THOUSANDS of Polish nationals throughout the South West will now have access to an honorary consul based in Trowbridge.

The Polish Ambassador to the UK has opened their sixth honorary consular office in Trowbridge serving the South West of England with a seventh soon to open in Cardiff.

The Trowbridge office was launched on Wednesday during a visit by Professor Arkady Józef Rzegocki, the Republic of Poland Ambassador to the UK.

Mr Rzegocki said: "It is very important for Poland. There is a huge Polish community in the South West of England, we have at least 70,000 people here.

"If Polish people wanted advice on passports or other problems, they had to go to London or Manchester."

"The opening of this honorary consuls office shows how important the relations are and how many new issues we will have. I think we have a lot to do and a lot in common in our past and a lot in common in our future."

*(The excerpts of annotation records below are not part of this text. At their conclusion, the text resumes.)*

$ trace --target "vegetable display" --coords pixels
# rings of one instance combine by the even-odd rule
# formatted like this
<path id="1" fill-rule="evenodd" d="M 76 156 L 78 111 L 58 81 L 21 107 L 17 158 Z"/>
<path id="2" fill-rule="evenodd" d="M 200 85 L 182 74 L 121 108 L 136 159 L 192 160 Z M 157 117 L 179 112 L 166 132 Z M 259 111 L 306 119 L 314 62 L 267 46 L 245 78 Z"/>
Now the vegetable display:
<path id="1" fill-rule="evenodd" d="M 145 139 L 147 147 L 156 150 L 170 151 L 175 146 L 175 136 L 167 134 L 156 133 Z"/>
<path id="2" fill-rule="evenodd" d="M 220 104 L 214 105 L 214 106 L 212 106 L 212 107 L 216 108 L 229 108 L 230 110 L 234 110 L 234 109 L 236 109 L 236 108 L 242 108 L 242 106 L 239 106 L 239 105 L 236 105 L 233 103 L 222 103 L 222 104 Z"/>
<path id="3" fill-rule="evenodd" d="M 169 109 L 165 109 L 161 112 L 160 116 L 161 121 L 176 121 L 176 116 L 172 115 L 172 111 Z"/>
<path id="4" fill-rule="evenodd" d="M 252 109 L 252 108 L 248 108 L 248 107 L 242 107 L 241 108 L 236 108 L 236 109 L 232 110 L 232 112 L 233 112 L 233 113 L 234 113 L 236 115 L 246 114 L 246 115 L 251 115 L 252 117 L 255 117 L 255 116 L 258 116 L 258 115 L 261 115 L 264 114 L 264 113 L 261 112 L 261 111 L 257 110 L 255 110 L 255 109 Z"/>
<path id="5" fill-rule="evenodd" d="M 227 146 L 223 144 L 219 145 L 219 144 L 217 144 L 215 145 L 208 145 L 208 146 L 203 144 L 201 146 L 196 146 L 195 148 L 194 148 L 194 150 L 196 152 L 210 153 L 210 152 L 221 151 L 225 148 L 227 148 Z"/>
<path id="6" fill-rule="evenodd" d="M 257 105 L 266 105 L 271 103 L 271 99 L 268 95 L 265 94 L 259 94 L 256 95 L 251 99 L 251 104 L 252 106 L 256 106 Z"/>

Mr Rzegocki also met the Lord Lieutenant of Wiltshire, Mrs Sarah Rose Troughton; Cllr Stuart Wheeler, the chairman of Wiltshire Council, and the Mayor of Trowbridge, Cllr Denise Bates.

The visit was arranged by Dr Simon Selby, 54, from Trowbridge, who will become Poland’s honorary consul general for the South West. It took place at the Polish Catholic Mission and Club in Waterworks Road.

The Republic of Poland already has Consul Generals in Belfast, Edinburgh and Manchester.

Dr Selby said his wife, Agata Supinska, is Polish, and he has spent time over the past few years advising Polish people on passport applications and legal matters.

"I will be advising people for an hour or so after mass on Sundays and by appointment," he said. Dr Selby will help Polish people living in Wiltshire, Dorset and Somerset.

During his visit, Mr Rzegocki was presented with a replica Second World War Enigma machine owned by Dr Selby and put together by Andrzej Godlewski, who spent three months working on it and making the case.

The Polish people played a major role in supplying the military intelligence which enabled the Allied Forces to decipher the German Enigma codes before the Second World War.

The Enigma code was broken by the Polish General Staff’s Cipher Bureau in December 1932, with the aid of French-supplied intelligence material obtained from a German spy.

The portable machines were later used by Alan Turing at Bletchley Park in Buckinghamshire to decipher the military codes used by Nazi Germany and its allies during the war.